Scottish newspaper publisher

Aberdeen Journals Ltd. is a newspaper publisher based in Aberdeen, Scotland.

The company publishes The Press and Journal, the Evening Express, the Aberdeen Citizen and Scot-Ads newspapers. It was owned by Northcliffe Newspapers Group, which is owned by Daily Mail & General Trust from 1995 until 2006, when Aberdeen Journals was sold to Dundee based D. C. Thomson & Co. Ltd.

The Press and Journal was first published as a weekly title on 29 December 1747 and was known as The Aberdeen's Journal.

It was published on a weekly basis for 128 years until August 1876, when it became a daily newspaper. In November 1922, the paper was renamed The Aberdeen Press & Journal when its parent firm joined forces with the Free Press. The Press & Journal, often called the P&J, is a daily morning regional newspaper. It is printed 6 days a week as a compact.

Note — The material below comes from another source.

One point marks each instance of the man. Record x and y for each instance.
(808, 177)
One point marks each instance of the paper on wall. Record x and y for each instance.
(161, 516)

The Press & Journal produces 6 geographic editions.

Daily readership – 138,000
Weekly readership – 287,000
Circulation – 67,781 (July-Dec 2011, 99,1% paid)

The current editor of The Press and Journal is Frank O’Donnell.

The Evening Express is a daily local evening newspaper which was first published in 20 January 1879.

The current editor of the Evening Express is Craig Walker.